How did we get to a situation where the British financial services regulator is apparently threatening to revoke banking licenses at firms which don't defer, '60% of all pay....with no exceptions', even in situations where people have contracts which say they can access more than 40% of their bonuses immediately?
The answer is, maybe we didn't. Maybe the FSA isn't insisting that 60% of all pay is deferred and isn't threatening to overturn all existing contracts if banks don't comply with its wishes as reported in the Telegraph.
When we spoke to the FSA yesterday, they said 60% of bonuses must be deferred either for people earning more than 1m, or for people in 'significant influence functions' (SIFs). The FSA didn't say anything about forced deferrals for everyone. Nor did the FSA say that all contracts contravening their wishes have to be ripped up: only those that were negotiated after the draft code of practice (see below) appeared in March 2009.

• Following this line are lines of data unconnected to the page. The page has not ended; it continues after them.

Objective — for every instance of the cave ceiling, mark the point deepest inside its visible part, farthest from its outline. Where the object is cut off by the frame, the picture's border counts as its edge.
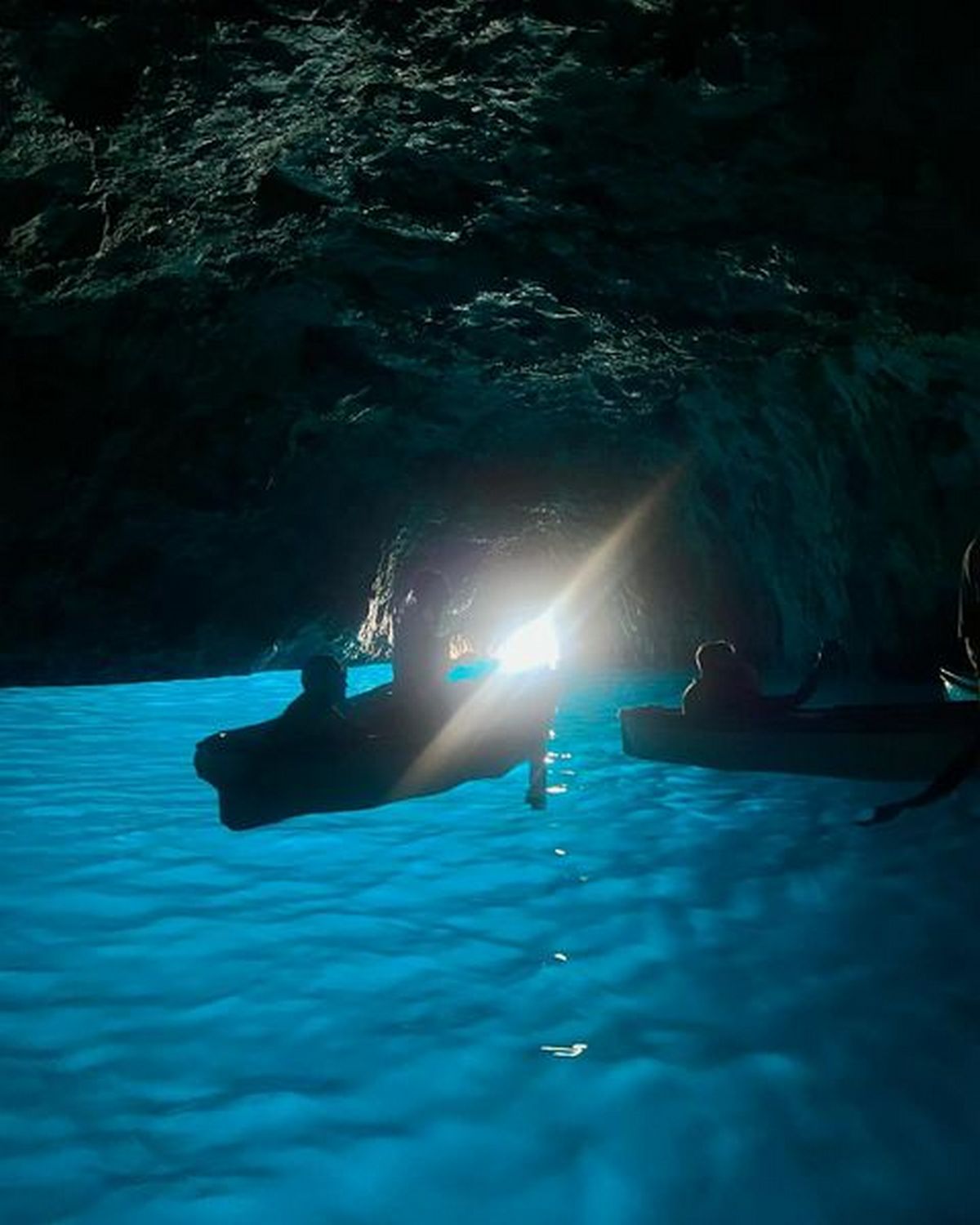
(296, 296)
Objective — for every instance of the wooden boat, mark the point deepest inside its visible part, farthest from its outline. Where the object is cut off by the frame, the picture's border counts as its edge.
(482, 729)
(889, 742)
(958, 688)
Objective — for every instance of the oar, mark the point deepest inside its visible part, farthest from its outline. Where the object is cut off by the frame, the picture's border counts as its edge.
(945, 783)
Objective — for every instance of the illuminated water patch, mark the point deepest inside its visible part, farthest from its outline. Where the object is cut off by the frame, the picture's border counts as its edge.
(673, 996)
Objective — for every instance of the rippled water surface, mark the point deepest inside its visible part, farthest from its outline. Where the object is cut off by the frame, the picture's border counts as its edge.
(674, 996)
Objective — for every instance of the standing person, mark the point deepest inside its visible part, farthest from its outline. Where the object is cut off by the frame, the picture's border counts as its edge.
(969, 603)
(419, 649)
(968, 761)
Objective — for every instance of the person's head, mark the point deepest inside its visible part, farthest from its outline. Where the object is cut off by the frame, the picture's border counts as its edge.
(713, 657)
(429, 590)
(325, 676)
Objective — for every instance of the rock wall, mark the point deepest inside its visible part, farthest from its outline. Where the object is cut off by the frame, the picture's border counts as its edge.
(296, 296)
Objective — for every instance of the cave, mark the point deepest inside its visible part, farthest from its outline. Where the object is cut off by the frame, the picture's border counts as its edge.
(652, 320)
(298, 298)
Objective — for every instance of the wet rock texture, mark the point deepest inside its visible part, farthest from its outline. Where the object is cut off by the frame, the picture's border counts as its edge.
(294, 298)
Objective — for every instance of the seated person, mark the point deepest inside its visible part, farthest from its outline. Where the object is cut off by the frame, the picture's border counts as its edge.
(419, 649)
(727, 685)
(318, 712)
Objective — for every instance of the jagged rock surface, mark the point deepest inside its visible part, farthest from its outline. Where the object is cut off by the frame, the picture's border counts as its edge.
(292, 293)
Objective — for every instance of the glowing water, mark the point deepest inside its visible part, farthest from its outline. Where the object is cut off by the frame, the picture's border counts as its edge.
(675, 996)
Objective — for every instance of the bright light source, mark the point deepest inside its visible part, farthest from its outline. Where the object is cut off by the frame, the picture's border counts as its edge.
(534, 644)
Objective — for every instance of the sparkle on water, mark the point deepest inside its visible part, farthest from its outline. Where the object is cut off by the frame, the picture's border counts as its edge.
(674, 996)
(531, 646)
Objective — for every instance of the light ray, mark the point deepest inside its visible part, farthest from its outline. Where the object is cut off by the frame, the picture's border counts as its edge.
(492, 697)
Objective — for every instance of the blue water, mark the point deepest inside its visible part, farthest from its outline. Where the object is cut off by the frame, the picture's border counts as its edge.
(674, 996)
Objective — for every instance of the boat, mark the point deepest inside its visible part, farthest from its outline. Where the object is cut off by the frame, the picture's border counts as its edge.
(958, 688)
(913, 742)
(484, 729)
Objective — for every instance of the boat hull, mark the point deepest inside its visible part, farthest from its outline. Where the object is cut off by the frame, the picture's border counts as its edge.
(960, 688)
(891, 744)
(482, 730)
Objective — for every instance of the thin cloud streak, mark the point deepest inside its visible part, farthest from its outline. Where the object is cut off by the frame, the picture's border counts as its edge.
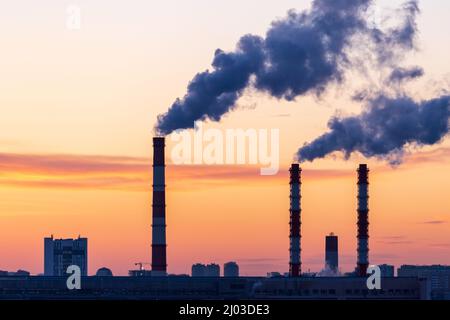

Nevertheless, the FSA has certainly got a lot more assertive when it comes to pay. This increased assertiveness has come in fits and starts rather than following a smooth upwards trajectory.
In the beginning
Around this time last year, the FSA issued its draft code on remuneration practices. This set the ball rolling on deferrals, saying that an, 'example of good practice would be for at least two-thirds of the bonus to be deferred' and that, 'The vesting period of the deferred element should be appropriate to the nature of the business and its risks.'
A brief respite
Five months later (in August), after consultation with the industry , the FSA released a final code of practice on remuneration. At this point, it appeared to pull back from making deferred bonuses mandatory. Instead, it said its previous comments on deferrals were merely 'guidance' and that it would be 'good practice' to defer at least two thirds of 'significant' bonuses.
When the final code was published in August, the FSA's advice on deferrals applied only to people in 'significant influence functions,' or whose activities could have a 'material impact on the firm's risk profile.' It was due to be implemented in November 2009 (later delayed to January 2010).
G20 and the Treasury intervene
However, after the G20 meeting in September recommended that 40-60% of all bonuses ought to be deferred, the climate darkened.
In late September/October Alistair Darling met with various banks. Following this, Bank of America Merrill Lynch, Citigroup, Credit Suisse, Goldman Sachs International, JP Morgan Securities Ltd, Morgan Stanley, Nomura, UBS, as well as BNP Paribas, Deutsche Bank and Société Générale (which operate beyond the FSA's remit and could have refused to play ball), agreed to sign up to the FSA's remuneration code and implement the G20 guidelines immediately.
Specifically, this included the stipulation that:
For senior executives, as well as other employees whose actions have a material impact on the risk exposure of the firm, 40 - 60 percent of variable compensation will be deferred over three years, with at least 50% in shares / share-linked instruments.
Then, in January, the FSA broadened the scope of people whose bonuses really ought to be deferred in the name of 'good practice' to anyone earning more than 1m.
After all this, where are we now?
Well, as far as the FSA is concerned, deferrals aren't absolutely mandatory. Nor are they necessary for everyone - only for people earning more than 1m, for people taking risks that might jeopardize the firm, or for people in positions of significant influence. If a high proportion of your bonus is being deferred and you don't fall into any of these categories, it's down to your employer - not the regulator.
Equally, the FSA will only require your contract to be renegotiated immediately if it contains a multi-year guaranteed bonus or a cash payout accounting for more than 40% of the total and it was negotiated after March 2009, when banks really should have known better. If your contract contains these provisions and it was negotiated before March 2009, your employer has until December 2010 to try and wriggle out of it.
Either way, employment lawyers say banks are in a weak position. Employees who are subjected to forcible contract renegotiation or whose contracts are broken, regardless of whether it's at the behest of the FSA, can sue for breach of contract.